When an update is made to foo, i.e. adding a new member to the class, it will not affect existing programs at the API level because they wont already be using the member AND the change in the inline namespace name will not change anything at the API level because library::foo will still work.

namespace library {
    inline namespace abi_v2 {
        class foo {
            //new member
        } 
    }
}

However, for programs that link with it, because the inline namespace name is mangled into symbol names like a regular namespace, the change will not be transparent to the linker. Therefore, if the application is not recompiled but is linked with a new version of the library, it will present a symbol abi_v1 not being found error, rather than it actually linking and then causing a mysterious logic error at runtime due to ABI incompatibility. Adding a new member will cause ABI compatibility due to the change in type definition, even if it doesn't affect the program at compile time (API level).

In this scenario:

namespace library {
    namespace abi_v1 {
        class foo {
        } 
    }

    inline namespace abi_v2 {
        class foo {
            //new member
        } 
    }
}

Like using 2 non-inline namespaces, it allows for a new version of the library to be linked without needing to recompile the application, because abi_v1 will be mangled in one of the global symbols and it will use the correct (old) type definition. Recompiling the application would however cause the references to resolve to library::abi_v2.

Using using namespace is less functional than using inline (in that out of line definitions don't resolve) but provides the same 4 advantages as above. But the real question is, why continue to use a workaround when there is now a dedicated keyword to do it. It's better practice, less verbose (have to change 1 line of code instead of 2) and makes the intention clear.

Toback answered 28/3, 2020 at 13:50 Comment(0)
D
6

I actually discovered another use for inline namespaces.

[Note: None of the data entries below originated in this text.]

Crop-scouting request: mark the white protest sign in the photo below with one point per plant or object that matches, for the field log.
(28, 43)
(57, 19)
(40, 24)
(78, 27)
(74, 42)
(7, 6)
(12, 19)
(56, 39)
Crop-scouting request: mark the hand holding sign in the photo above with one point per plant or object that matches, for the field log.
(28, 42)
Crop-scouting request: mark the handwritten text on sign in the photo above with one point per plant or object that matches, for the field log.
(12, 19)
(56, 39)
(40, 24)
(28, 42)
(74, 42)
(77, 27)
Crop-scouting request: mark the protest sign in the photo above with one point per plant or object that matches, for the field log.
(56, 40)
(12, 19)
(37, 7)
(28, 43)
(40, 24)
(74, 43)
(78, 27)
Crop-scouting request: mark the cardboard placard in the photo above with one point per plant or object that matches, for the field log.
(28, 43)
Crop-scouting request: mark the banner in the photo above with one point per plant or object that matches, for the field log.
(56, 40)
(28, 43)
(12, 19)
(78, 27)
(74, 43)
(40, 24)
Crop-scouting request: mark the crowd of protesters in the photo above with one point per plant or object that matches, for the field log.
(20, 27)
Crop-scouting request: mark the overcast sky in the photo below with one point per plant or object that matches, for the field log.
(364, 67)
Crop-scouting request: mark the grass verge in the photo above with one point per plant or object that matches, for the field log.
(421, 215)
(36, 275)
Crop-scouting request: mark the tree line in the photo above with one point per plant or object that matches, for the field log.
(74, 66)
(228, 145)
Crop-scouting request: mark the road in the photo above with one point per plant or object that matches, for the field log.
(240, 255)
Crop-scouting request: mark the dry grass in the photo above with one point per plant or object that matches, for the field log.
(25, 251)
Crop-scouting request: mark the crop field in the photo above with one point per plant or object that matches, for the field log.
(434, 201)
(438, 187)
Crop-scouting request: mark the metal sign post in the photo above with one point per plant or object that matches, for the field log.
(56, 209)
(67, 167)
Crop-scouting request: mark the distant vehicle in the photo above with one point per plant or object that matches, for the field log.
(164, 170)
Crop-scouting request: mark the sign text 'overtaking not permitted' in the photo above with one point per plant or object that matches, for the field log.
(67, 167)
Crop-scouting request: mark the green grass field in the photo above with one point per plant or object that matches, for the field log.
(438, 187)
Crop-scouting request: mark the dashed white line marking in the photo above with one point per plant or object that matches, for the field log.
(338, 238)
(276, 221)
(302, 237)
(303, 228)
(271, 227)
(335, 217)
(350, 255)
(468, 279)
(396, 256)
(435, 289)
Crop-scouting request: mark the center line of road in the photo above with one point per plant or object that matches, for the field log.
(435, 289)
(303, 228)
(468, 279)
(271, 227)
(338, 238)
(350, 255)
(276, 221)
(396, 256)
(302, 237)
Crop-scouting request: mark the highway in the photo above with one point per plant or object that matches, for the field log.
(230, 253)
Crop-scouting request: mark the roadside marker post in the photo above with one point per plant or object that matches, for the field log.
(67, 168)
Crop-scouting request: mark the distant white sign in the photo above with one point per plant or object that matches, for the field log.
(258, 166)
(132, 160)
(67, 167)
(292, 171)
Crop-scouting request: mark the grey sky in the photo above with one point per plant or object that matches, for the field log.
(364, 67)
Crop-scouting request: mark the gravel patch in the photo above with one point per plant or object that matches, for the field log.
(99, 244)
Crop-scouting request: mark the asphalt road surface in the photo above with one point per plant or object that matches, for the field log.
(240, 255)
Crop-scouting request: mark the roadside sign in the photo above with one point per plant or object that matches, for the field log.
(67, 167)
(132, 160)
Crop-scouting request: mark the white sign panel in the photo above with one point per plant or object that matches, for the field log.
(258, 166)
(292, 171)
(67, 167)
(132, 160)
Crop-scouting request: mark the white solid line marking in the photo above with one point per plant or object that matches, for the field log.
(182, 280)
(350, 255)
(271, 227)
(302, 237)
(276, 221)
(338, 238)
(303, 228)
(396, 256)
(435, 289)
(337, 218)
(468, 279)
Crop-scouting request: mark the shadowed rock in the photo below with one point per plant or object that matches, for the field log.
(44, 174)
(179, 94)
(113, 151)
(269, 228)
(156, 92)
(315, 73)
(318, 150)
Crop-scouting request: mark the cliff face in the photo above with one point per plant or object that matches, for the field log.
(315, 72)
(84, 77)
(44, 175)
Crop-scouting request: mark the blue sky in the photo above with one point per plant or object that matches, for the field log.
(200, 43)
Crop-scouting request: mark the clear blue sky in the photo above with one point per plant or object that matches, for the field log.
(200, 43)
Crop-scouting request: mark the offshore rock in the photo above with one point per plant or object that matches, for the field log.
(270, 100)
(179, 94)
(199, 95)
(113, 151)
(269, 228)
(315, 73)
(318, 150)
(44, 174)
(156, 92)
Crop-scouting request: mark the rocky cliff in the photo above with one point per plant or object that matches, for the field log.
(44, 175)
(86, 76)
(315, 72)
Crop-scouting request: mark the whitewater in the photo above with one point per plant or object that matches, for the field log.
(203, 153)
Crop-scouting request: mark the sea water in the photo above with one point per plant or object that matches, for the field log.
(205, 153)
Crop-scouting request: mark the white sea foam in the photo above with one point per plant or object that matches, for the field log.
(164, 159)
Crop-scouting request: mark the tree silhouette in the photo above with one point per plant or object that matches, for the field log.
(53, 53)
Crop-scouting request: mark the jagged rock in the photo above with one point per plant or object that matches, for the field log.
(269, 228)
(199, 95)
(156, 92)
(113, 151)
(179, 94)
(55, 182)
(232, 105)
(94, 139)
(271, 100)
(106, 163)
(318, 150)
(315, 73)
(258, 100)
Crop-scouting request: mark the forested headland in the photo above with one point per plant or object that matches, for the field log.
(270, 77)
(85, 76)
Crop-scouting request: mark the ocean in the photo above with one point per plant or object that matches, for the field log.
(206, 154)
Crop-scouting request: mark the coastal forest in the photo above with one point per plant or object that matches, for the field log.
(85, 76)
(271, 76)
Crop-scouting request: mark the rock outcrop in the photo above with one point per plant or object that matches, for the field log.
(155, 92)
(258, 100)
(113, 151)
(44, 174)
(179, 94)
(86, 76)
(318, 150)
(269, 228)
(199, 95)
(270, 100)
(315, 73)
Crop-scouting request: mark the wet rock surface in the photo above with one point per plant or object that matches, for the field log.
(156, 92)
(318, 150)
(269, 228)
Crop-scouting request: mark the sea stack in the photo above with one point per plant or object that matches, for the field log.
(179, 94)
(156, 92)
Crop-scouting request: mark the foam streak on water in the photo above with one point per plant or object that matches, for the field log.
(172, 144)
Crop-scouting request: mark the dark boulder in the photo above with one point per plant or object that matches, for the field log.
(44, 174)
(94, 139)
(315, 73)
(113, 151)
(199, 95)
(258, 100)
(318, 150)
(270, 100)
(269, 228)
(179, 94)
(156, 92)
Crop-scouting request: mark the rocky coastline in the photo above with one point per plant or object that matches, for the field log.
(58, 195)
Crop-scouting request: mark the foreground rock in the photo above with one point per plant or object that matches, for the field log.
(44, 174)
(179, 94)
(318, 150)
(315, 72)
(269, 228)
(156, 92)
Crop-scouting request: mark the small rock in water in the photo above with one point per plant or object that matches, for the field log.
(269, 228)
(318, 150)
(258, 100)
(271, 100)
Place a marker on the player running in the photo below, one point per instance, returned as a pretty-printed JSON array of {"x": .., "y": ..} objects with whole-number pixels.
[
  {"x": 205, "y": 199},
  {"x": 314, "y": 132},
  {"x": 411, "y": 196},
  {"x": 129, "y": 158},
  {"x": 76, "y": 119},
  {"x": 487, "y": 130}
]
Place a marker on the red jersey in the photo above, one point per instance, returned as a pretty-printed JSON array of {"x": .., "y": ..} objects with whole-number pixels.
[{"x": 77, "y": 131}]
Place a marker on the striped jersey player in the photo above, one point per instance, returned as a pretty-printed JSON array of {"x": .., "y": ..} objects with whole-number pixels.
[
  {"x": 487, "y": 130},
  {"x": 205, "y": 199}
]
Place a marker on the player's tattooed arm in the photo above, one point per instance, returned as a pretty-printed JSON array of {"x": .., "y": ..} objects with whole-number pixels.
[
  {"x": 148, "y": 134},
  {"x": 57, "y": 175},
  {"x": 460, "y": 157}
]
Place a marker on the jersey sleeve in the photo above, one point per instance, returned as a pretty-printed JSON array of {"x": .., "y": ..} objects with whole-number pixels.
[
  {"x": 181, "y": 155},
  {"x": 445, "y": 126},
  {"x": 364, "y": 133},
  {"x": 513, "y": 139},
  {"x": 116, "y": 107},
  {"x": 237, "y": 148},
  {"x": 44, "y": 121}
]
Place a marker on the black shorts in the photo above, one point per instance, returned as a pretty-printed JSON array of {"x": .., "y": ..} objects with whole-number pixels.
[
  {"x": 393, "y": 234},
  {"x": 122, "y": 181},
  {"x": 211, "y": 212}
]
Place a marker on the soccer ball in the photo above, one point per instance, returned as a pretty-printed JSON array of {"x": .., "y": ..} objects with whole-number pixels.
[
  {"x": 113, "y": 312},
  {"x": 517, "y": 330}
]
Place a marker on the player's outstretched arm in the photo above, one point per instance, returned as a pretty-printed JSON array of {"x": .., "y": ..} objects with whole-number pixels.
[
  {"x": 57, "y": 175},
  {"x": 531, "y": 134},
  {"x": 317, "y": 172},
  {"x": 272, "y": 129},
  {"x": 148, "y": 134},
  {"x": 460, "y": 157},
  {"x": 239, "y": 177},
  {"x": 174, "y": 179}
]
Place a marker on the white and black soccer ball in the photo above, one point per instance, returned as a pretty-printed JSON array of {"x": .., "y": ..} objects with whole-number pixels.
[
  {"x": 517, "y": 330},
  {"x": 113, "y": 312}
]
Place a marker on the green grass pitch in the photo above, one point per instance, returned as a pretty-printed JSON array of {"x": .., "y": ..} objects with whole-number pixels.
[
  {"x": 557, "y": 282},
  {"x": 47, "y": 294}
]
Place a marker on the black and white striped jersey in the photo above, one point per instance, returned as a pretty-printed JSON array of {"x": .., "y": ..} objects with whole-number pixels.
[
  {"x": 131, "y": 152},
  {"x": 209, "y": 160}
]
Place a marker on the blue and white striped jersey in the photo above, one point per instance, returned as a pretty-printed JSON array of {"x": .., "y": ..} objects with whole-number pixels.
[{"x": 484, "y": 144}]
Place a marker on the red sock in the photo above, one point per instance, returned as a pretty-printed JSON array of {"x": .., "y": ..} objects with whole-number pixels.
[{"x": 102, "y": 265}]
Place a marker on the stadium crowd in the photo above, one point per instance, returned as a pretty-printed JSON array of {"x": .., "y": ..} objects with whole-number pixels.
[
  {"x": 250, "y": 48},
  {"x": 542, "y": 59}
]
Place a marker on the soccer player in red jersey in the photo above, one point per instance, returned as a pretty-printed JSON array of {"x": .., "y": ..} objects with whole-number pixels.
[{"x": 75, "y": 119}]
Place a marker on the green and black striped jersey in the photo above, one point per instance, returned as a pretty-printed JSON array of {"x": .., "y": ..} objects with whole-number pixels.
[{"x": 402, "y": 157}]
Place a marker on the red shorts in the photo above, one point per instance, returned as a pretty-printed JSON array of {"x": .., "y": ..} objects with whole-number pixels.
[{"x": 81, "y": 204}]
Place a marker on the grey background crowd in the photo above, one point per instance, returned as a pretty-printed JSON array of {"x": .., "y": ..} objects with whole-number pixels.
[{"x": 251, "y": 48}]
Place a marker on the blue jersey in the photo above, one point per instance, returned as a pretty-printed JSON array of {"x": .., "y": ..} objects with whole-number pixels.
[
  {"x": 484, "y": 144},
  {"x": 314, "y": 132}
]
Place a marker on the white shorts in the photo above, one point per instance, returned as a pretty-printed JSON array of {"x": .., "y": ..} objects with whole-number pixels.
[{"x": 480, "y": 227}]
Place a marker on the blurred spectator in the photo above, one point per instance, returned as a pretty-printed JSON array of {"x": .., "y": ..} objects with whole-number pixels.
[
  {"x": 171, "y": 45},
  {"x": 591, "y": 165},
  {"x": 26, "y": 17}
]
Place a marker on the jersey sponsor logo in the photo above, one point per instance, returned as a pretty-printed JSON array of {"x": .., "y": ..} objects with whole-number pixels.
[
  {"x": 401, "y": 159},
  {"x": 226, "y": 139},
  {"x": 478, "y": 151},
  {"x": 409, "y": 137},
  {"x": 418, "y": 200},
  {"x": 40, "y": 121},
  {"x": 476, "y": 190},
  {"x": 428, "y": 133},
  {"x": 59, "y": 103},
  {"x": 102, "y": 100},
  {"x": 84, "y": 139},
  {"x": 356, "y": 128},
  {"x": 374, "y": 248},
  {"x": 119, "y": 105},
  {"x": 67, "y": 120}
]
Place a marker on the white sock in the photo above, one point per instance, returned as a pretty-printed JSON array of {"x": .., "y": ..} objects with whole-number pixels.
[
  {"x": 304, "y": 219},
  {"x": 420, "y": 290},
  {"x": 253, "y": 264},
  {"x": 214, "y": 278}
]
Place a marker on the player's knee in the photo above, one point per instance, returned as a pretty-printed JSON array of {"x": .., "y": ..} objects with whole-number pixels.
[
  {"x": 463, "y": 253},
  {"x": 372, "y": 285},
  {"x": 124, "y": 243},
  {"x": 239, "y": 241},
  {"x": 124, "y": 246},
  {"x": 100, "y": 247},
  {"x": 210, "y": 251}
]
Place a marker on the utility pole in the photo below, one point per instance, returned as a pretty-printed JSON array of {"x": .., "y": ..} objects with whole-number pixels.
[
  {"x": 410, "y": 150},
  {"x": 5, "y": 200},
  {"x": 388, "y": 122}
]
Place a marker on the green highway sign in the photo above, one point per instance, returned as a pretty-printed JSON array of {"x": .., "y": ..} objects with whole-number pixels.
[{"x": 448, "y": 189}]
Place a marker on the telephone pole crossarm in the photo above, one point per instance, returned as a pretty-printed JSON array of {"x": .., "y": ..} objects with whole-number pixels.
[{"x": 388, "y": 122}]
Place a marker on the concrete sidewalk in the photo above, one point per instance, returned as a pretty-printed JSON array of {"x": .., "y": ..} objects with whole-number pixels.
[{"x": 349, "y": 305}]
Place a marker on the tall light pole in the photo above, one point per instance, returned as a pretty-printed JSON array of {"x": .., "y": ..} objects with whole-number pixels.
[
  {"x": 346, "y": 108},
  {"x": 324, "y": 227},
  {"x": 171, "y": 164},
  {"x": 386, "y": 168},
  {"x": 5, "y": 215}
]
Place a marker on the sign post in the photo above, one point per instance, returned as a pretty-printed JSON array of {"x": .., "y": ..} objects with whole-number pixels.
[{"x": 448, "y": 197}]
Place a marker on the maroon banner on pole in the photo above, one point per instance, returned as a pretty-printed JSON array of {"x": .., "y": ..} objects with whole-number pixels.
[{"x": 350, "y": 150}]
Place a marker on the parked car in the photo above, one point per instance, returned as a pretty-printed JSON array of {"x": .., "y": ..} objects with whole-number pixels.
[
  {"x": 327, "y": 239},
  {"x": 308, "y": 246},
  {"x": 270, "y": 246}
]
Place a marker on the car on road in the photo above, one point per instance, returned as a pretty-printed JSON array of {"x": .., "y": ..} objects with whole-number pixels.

With Qt, you get some extra, nice features using Q_ENUM_NS, which in turn requires that the enclosing namespace has a meta-object, which is declared with Q_NAMESPACE. However, in order for Q_ENUM_NS to work, there has to be a corresponding Q_NAMESPACE in the same file⁽¹⁾. And there can only be one, or you get duplicate definition errors. This, effectively, means that all of your enumerations have to be in the same header. Yuck.

Or... you can use inline namespaces. Hiding enumerations in an inline namespace causes the meta-objects to have different mangled names, while looking to users like the additional namespace doesn't exist⁽²⁾.

So, they're useful for splitting stuff into multiple sub-namespaces that all look like one namespace, if you need to do that for some reason. Of course, this is similar to writing using namespace inner in the outer namespace, but without the DRY violation of writing the name of the inner namespace twice.


  1. It's actually worse than that; it has to be in the same set of braces.

  2. Unless you try to access the meta-object without fully qualifying it, but the meta-object is hardly ever used directly.

Demoss answered 27/8, 2019 at 20:24 Comment(2)
Can you sketch that with a skeleton of code? (ideally w/o explicit reference to Qt). It all sounds rather involved/unclear.Coper
Not... easily. The reason separate namespaces are needed has to do with Qt implementation details. TBH, it's hard to imagine a situation outside of Qt that would have the same requirements. However, for this Qt-specific scenario, they're darned useful! See gist.github.com/mwoehlke-kitware/… or github.com/Kitware/seal-tk/pull/45 for an example.Demoss
C
6

Inline namespaces can also be used to provide fine(r)-grained access to features/names within namespaces.

This is used in std::literals. The literals namespaces in std are all inline namespaces, so that:

  • if you use using namespace std; somewhere, you also get access to all user defined literals in the std.
  • but if you just need a set of udl in you local code, you can also do using namespace std::literals::string_literals; and you will just get the udl symbols defined in that namespace.

This seems a useful technique for symbols that you would want to access unqualified (udl, operators, etc.) where you can just bundle them up in an inline namespace so that you can do a specific using on just that (sub-) namespace instead of the namespace of the whole library.